Manuel Alejandro Rodríguez-Delgado is an assemblagist sculptor born in Bayamon, PR. He received his BFA from Escuela de Artes Plásticas y Diseño de Puerto Rico (2008) and his MFA from The School of the Art Institute of Chicago (2014). His work has been exhibited at Museo de Arte de Puerto Rico, San Juan, PR; Sullivan Galleries, Chicago, IL; and The Gallery of the University of Sagrado Corazón, San Juan, PR. He is the recipient of of the Le Roy Neiman Foundation Fellowship, Chicago, IL; Lexus Scholarship, Fundación Comunitaria de Puerto Rico, San Juan, PR; Oriental Group Fellowship, Caguas, PR; and the Award for the Distinguished Development in Sculpture, Randy Barceló Foundation, San Juan, PR.

I
It was around the late 1980’s, definitely before 1989 that my father hung a poster of the Space Shuttle on one of my bedroom walls. The upper half of the poster displayed the recently minted spacecraft from a below perspective and on top of its tracked carrier. The lower half read:“ ALL SYSTEMS: GO.” The Shuttle was illuminated from below in a theatrical manner and in much the same way the hand-carved wooden statue of Saint Michael Archangel was displayed in one of the niches of my town’s parish. At the time my seven-year-old mind constantly drew associations between the two entities: between the angel’s wings and the Shuttle’s delta platform, between the halo and rocket-booster nozzles.

II
I am concerned with the overlap between the technological landscape and built/imaginary environments. Through my experimental-sculpture based practice, I assume the role of artist-inventor who produces objects of an improvised nature. I am interested in the way these objects can be deployed as the framework of speculative cultural identities and future belief systems.

I believe that one of the great challenges of the coming decades will be to find ways of overcoming the crystallized/hermetic ecology of industrial processes and designed obsolescence, in an effort to create means for the research and development of technological objects as articulations of emotional and psychological dimensions.


www.manolorodriguez.org


Roswell Museum and Art Center

Rair exhibition • Manuel Alejandro Rodríguez-Delgado “SpaceJammer” • October 13 - December 18, 2020

A SpaceJammer is a moving object set forward by an external impelling force. This force often consists of only human will. S/J’s gather and contain physical fragments and memories of traversed territories and stubbornly deploys them in different ones. Like the blur seen from the inside of a moving car window, they are able to re-render environments, disrupt boundaries and compress space. S/J’s operate most efficiently in the threshold where place and speculative thoughts combine. S/J’s are also a principle of classification and the only concept to most strongly embody autonomy other than autonomy itself.

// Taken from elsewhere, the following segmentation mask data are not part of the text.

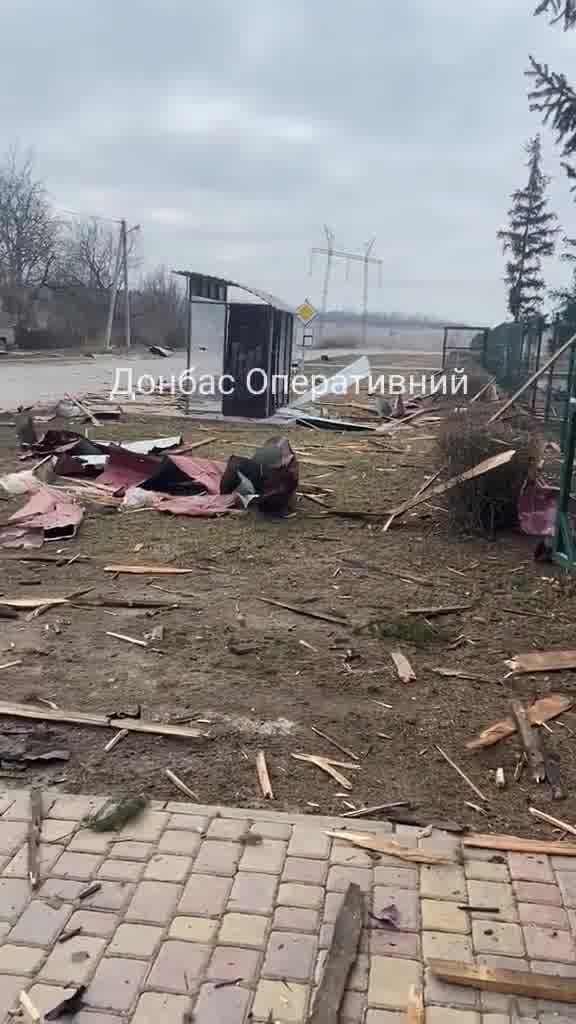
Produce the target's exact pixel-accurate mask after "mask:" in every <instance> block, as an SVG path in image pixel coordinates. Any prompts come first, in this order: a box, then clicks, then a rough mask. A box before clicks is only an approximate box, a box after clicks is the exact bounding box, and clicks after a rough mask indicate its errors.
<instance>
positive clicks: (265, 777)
mask: <svg viewBox="0 0 576 1024" xmlns="http://www.w3.org/2000/svg"><path fill="white" fill-rule="evenodd" d="M256 771H257V773H258V782H259V783H260V790H261V791H262V797H263V798H264V800H274V790H273V788H272V782H271V780H270V772H269V770H268V764H266V756H265V754H264V752H263V751H258V753H257V754H256Z"/></svg>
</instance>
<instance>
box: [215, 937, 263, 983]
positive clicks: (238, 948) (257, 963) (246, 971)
mask: <svg viewBox="0 0 576 1024" xmlns="http://www.w3.org/2000/svg"><path fill="white" fill-rule="evenodd" d="M260 957H261V954H260V951H259V950H258V949H240V948H239V947H235V946H216V948H215V949H214V952H213V953H212V958H211V961H210V965H209V967H208V970H207V972H206V977H207V978H208V979H209V980H210V981H235V980H236V979H237V978H241V979H242V982H243V983H244V984H245V985H250V984H252V982H253V981H254V980H255V978H256V975H257V971H258V966H259V963H260Z"/></svg>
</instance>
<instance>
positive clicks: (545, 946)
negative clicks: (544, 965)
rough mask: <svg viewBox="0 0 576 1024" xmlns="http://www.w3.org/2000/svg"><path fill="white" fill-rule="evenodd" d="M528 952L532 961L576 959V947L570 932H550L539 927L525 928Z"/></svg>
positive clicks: (528, 954) (533, 926) (527, 952)
mask: <svg viewBox="0 0 576 1024" xmlns="http://www.w3.org/2000/svg"><path fill="white" fill-rule="evenodd" d="M524 941H525V942H526V951H527V953H528V955H529V957H530V958H531V959H550V961H566V962H571V963H573V962H574V959H575V958H576V945H575V943H574V939H573V938H572V935H571V934H570V932H560V931H556V930H553V931H550V929H549V928H539V927H538V926H537V925H527V926H526V927H525V928H524Z"/></svg>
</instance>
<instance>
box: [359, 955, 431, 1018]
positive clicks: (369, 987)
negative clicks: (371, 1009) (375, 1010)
mask: <svg viewBox="0 0 576 1024" xmlns="http://www.w3.org/2000/svg"><path fill="white" fill-rule="evenodd" d="M421 977H422V968H421V966H420V964H417V963H416V962H415V961H408V959H407V961H403V959H396V958H392V957H389V956H372V958H371V962H370V982H369V986H368V1006H369V1007H382V1008H384V1009H387V1010H405V1008H406V1004H407V1002H408V996H409V994H410V989H411V988H412V985H418V984H420V981H421Z"/></svg>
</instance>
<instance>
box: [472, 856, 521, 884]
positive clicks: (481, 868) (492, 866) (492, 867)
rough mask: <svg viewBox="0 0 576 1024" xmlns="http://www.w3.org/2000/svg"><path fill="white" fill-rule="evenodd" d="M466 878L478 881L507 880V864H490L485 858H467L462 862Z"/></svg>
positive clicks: (485, 881) (504, 880)
mask: <svg viewBox="0 0 576 1024" xmlns="http://www.w3.org/2000/svg"><path fill="white" fill-rule="evenodd" d="M464 871H465V872H466V878H467V879H477V880H478V881H479V882H509V880H510V876H509V871H508V867H507V864H491V863H490V862H489V861H487V860H467V861H466V863H465V864H464Z"/></svg>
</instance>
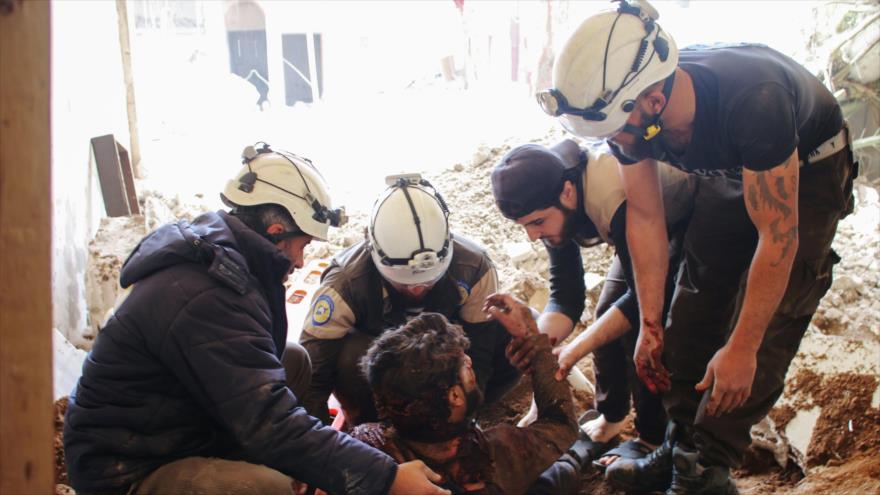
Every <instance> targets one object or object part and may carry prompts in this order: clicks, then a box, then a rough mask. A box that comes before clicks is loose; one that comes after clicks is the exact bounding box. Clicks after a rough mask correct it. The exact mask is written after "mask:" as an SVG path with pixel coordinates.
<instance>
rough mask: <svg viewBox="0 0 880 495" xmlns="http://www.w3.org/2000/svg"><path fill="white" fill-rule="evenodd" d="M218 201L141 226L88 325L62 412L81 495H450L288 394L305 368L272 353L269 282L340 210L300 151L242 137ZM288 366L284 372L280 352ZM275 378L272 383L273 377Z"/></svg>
mask: <svg viewBox="0 0 880 495" xmlns="http://www.w3.org/2000/svg"><path fill="white" fill-rule="evenodd" d="M242 158H243V159H244V167H242V168H241V170H240V171H239V173H238V175H236V177H235V178H234V179H233V180H231V181H229V182H228V184H227V186H226V189H225V190H224V191H223V194H222V196H221V197H222V199H223V201H224V202H225V203H226V204H227V205H229V206H230V207H231V211H229V212H228V213H227V212H225V211H219V212H216V213H215V212H209V213H205V214H203V215H201V216H199V217H198V218H196V219H195V220H193V222H192V223H189V222H186V221H183V220H181V221H180V222H178V223H175V224H169V225H165V226H164V227H160V228H159V229H157V230H155V231H154V232H152V233H151V234H150V235H148V236H147V237H145V238H144V239H143V240H142V241H141V242H140V244H138V246H137V247H136V248H135V250H134V251H133V252H132V254H131V255H130V256H129V257H128V259H127V260H126V262H125V265H124V266H123V267H122V273H121V277H120V282H121V284H122V286H123V287H131V292H130V294H129V295H128V297H127V298H126V299H125V300H124V301H123V302H122V303H121V304H120V305H119V307H117V308H116V310H115V313H114V314H113V315H112V316H111V317H110V319H109V320H108V321H107V323H106V325H105V326H104V327H103V329H102V330H101V333H100V334H99V335H98V338H97V340H96V341H95V345H94V347H93V348H92V351H91V352H90V353H89V357H88V359H87V360H86V362H85V364H84V365H83V374H82V377H81V378H80V380H79V383H78V384H77V387H76V391H75V393H74V394H71V397H70V407H69V409H68V411H67V416H66V418H65V423H64V450H65V453H66V457H67V468H68V473H69V475H70V480H71V482H72V485H73V487H74V488H75V489H76V490H77V493H79V494H80V495H85V494H88V493H91V494H96V493H100V494H102V495H109V494H125V493H127V494H130V495H146V494H175V495H184V494H199V495H212V494H220V493H222V494H224V495H244V494H248V495H268V494H289V495H292V494H293V487H292V480H291V478H290V477H291V476H292V477H295V478H297V479H299V480H302V481H305V482H307V483H309V484H311V485H314V486H317V487H320V488H322V489H323V490H326V491H328V492H330V493H334V494H342V493H346V494H361V495H373V494H380V493H391V494H399V495H409V494H413V493H419V494H426V495H427V494H437V495H439V494H442V493H449V492H447V491H446V490H441V489H440V488H438V487H437V486H435V485H433V484H431V483H430V482H429V481H428V479H427V477H429V476H430V477H433V478H435V479H436V480H439V477H437V476H436V475H435V474H433V473H431V472H430V470H428V469H427V468H426V467H425V466H424V464H422V463H420V462H419V463H408V464H405V465H400V466H397V465H396V463H395V462H394V461H393V460H392V459H391V458H390V457H388V456H387V455H386V454H384V453H382V452H379V451H377V450H376V449H373V448H371V447H368V446H366V445H364V444H363V443H361V442H357V441H355V440H353V439H352V438H350V437H349V436H348V435H345V434H342V433H339V432H337V431H336V430H333V429H332V428H329V427H326V426H323V425H322V424H321V423H320V422H319V421H318V420H317V419H315V418H313V417H310V416H308V415H307V414H306V412H305V410H304V409H303V408H302V407H299V404H298V400H297V395H299V394H301V393H302V391H303V390H304V389H306V388H307V387H308V380H309V378H310V367H309V363H308V358H307V356H306V354H305V351H303V350H302V349H301V348H300V349H298V350H296V348H295V347H294V348H292V349H288V350H287V351H285V341H286V338H287V317H286V313H285V309H284V286H283V281H284V280H285V279H286V278H287V276H288V275H289V274H290V273H291V272H293V270H294V269H295V268H302V265H303V248H304V247H305V246H306V245H307V244H308V243H309V242H310V241H311V240H312V239H320V240H324V239H326V238H327V230H328V227H329V226H330V225H333V226H338V224H339V223H340V221H341V220H342V219H343V218H344V217H343V216H342V215H341V212H340V211H339V210H333V209H331V208H330V197H329V195H328V194H327V191H326V186H325V185H324V183H323V181H322V180H321V178H320V174H318V172H317V170H315V168H314V167H313V166H312V164H311V162H310V161H308V160H306V159H303V158H300V157H297V156H295V155H291V154H285V153H276V152H273V151H272V150H271V149H269V147H268V145H264V146H262V147H260V148H259V149H255V148H253V147H248V148H246V149H245V153H243V156H242ZM283 351H284V352H285V356H284V357H285V360H286V361H288V362H293V363H295V364H297V366H291V367H290V369H289V370H288V371H289V373H288V374H287V376H286V380H285V369H284V368H283V367H282V364H281V360H280V359H281V355H282V352H283ZM285 382H286V383H285Z"/></svg>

Manuel Alejandro Rodríguez-Delgado’s work is concerned with the overlap between the technological landscape and built imaginary environments. Through his experimental sculpture-based practice he assumes the role of an artist-inventor who produces objects of an improvised nature. Rodríguez-Delgado’s work investigates the ways these objects can be deployed as frameworks for speculative cultural identities and belief systems, and how they behave (or could behave) as units of cultural production.

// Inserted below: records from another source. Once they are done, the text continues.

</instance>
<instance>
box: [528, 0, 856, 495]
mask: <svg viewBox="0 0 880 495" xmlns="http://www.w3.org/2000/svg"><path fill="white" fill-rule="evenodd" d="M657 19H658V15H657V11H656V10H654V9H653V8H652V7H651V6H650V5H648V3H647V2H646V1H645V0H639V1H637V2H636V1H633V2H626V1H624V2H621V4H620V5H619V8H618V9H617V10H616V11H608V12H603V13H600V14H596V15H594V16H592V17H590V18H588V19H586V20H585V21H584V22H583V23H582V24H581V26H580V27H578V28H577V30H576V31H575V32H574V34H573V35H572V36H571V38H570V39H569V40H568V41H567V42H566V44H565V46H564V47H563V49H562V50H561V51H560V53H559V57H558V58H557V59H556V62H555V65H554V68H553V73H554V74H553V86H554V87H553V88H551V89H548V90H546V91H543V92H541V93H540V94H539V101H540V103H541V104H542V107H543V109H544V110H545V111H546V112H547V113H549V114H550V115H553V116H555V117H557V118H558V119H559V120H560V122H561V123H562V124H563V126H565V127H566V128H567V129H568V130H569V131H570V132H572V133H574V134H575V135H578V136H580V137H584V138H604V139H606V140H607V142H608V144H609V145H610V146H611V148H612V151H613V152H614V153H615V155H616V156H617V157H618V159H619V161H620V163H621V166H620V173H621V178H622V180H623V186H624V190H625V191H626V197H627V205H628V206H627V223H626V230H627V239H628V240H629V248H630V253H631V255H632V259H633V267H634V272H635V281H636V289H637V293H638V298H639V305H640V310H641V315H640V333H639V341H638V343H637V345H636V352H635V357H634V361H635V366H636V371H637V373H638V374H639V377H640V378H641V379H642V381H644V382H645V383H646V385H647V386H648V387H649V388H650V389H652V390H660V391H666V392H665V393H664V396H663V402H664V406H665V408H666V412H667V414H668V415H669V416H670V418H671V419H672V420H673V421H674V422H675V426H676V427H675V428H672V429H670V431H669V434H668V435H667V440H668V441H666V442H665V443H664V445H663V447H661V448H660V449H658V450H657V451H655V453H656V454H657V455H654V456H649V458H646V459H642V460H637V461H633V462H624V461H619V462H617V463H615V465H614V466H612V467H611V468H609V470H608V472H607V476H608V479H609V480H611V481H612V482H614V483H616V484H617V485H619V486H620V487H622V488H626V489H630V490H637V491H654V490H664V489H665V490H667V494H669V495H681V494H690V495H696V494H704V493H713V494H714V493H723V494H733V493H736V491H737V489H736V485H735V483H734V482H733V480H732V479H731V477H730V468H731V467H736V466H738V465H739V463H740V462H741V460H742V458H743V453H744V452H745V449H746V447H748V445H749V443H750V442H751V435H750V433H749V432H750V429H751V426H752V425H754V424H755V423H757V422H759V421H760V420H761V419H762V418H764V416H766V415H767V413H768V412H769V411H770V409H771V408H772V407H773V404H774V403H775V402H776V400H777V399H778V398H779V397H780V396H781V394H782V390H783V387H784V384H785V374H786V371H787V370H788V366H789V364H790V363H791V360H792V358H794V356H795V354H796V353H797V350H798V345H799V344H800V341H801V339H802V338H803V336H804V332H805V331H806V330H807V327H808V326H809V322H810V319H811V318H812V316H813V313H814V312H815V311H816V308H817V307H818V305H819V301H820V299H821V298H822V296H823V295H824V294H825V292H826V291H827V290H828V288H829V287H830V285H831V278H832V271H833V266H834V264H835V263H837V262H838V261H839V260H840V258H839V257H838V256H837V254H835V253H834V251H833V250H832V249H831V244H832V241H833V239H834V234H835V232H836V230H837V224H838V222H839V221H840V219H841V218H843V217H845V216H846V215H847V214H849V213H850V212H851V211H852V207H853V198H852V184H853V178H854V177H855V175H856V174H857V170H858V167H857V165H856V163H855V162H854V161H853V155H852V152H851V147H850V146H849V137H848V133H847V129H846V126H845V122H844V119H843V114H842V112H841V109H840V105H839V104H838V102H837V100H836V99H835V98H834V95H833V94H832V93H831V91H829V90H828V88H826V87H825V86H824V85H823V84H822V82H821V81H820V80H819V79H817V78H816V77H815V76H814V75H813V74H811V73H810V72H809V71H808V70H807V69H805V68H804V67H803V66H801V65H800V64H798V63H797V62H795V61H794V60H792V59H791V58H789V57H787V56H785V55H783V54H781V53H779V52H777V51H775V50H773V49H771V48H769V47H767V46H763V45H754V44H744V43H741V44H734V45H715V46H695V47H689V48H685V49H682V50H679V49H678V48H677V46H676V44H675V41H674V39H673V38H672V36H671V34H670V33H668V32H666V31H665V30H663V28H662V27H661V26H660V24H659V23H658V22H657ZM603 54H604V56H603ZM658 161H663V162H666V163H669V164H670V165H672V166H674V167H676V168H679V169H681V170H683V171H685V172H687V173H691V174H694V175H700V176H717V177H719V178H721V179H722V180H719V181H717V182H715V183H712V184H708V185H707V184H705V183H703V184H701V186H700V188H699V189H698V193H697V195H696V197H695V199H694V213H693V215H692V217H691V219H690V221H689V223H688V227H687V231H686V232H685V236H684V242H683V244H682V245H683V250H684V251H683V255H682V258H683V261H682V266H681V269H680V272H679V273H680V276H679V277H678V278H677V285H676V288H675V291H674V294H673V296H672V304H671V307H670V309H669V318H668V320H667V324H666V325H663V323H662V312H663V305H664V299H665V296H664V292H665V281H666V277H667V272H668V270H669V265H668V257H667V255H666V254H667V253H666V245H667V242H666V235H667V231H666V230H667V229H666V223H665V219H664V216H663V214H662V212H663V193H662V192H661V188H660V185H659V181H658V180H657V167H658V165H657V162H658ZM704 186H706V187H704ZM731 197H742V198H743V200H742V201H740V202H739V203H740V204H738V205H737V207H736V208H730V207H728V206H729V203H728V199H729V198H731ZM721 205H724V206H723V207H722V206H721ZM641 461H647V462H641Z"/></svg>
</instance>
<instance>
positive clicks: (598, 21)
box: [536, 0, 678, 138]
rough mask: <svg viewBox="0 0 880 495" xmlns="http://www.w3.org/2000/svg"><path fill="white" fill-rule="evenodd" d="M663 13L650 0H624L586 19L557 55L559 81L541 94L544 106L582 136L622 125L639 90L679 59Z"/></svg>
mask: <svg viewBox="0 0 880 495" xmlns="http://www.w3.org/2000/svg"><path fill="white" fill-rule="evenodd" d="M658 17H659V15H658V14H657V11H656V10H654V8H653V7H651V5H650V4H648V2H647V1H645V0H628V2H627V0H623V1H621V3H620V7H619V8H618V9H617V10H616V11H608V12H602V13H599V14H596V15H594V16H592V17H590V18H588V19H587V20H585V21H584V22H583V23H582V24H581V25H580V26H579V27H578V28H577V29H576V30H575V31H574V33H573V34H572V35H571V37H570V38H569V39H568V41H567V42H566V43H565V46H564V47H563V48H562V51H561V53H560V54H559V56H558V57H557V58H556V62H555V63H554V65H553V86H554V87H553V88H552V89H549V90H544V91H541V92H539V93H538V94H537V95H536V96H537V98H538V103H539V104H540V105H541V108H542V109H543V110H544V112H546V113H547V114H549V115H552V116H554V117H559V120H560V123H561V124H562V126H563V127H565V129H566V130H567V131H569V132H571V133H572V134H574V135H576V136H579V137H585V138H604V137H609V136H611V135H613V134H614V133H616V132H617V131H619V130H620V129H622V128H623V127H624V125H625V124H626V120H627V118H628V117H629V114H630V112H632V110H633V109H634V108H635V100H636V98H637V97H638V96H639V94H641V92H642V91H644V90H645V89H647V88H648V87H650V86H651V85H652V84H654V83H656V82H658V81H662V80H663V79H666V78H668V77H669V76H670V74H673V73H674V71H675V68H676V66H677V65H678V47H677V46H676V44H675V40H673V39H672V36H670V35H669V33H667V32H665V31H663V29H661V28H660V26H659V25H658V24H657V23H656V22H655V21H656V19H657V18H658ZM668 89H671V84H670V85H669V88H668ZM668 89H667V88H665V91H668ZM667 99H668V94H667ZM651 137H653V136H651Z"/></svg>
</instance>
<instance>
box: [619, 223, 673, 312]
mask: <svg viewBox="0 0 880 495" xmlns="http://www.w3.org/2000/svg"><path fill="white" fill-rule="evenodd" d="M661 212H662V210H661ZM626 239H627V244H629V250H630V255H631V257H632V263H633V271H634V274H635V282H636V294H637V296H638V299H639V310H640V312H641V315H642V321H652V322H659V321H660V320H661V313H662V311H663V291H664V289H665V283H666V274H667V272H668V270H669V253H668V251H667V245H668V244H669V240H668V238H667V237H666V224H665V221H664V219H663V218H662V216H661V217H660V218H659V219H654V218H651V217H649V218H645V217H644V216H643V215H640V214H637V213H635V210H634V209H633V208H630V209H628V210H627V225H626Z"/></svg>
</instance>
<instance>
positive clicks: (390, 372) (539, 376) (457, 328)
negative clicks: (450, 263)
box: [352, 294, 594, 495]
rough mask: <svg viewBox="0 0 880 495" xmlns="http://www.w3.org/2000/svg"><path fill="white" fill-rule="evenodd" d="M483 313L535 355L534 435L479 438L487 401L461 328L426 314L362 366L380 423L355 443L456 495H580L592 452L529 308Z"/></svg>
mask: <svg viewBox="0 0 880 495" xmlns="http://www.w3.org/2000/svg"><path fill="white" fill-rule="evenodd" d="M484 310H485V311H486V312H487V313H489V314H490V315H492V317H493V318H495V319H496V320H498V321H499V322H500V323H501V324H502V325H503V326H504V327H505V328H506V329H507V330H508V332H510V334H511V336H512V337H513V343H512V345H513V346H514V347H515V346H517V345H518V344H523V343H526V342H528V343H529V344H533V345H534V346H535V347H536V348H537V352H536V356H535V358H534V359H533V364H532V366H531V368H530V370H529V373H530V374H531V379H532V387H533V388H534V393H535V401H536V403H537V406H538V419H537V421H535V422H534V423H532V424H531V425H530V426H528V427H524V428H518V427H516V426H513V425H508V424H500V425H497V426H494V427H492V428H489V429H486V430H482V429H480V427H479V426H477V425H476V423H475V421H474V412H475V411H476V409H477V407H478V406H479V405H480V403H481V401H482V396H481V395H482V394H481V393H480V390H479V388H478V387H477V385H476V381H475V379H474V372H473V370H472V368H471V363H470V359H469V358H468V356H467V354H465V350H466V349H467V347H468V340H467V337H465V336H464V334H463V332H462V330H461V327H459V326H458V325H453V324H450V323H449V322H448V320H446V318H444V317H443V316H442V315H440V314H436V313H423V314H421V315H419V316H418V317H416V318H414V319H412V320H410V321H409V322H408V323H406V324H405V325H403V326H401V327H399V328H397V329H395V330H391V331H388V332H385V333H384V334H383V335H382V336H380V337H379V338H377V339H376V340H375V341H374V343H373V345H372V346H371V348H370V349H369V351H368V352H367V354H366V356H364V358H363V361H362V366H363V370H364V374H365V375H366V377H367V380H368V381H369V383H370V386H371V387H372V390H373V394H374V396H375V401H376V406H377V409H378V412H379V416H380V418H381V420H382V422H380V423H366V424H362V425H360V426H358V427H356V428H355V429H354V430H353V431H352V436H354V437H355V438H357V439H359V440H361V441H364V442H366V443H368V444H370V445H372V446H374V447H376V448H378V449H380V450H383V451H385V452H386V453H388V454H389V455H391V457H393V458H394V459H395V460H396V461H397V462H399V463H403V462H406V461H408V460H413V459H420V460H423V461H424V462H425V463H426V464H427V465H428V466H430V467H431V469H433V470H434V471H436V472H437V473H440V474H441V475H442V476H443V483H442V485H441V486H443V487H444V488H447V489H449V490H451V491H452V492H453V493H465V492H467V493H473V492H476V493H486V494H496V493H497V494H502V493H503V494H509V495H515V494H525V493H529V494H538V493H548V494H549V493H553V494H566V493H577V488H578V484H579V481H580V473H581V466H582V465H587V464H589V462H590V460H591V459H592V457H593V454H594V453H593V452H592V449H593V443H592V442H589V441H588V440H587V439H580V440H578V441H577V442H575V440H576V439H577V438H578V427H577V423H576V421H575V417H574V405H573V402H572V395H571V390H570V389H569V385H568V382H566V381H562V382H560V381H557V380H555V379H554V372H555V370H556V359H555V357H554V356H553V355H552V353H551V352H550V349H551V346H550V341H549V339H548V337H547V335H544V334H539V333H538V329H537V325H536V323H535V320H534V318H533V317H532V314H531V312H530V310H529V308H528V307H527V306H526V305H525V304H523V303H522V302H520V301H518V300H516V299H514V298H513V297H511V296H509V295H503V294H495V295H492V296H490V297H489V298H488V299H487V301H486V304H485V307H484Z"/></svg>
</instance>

Manuel A. Rodríguez-Delgado was born in Bayamón, Puerto Rico. The son of a master woodworker, he was exposed at an early age to the Catholic saint carving traditions of the island. He obtained his BFA at the Escuela de Artes Plásticas in San Juan, PR. In 2011 he was the recipient of the two main artist awards offered in Puerto Rico: the Lexus Grant for Artists and the Oriental Bank Group prize for an emerging artists. These awards enabled him to pursue his MFA degree in sculpture at The School of The Art Institute of Chicago. As an MFA candidate he was the recipient of the Le Roy Nieman Foundation Fellowship. Rodríguez’s work has been shown in numerous venues, most notably the Museo de Arte de Puerto Rico, San Juan; Sullivan Galleries, Chicago; The Gallery of the University of Sagrado Corazón, San Juan; and B_Space, Los Angeles.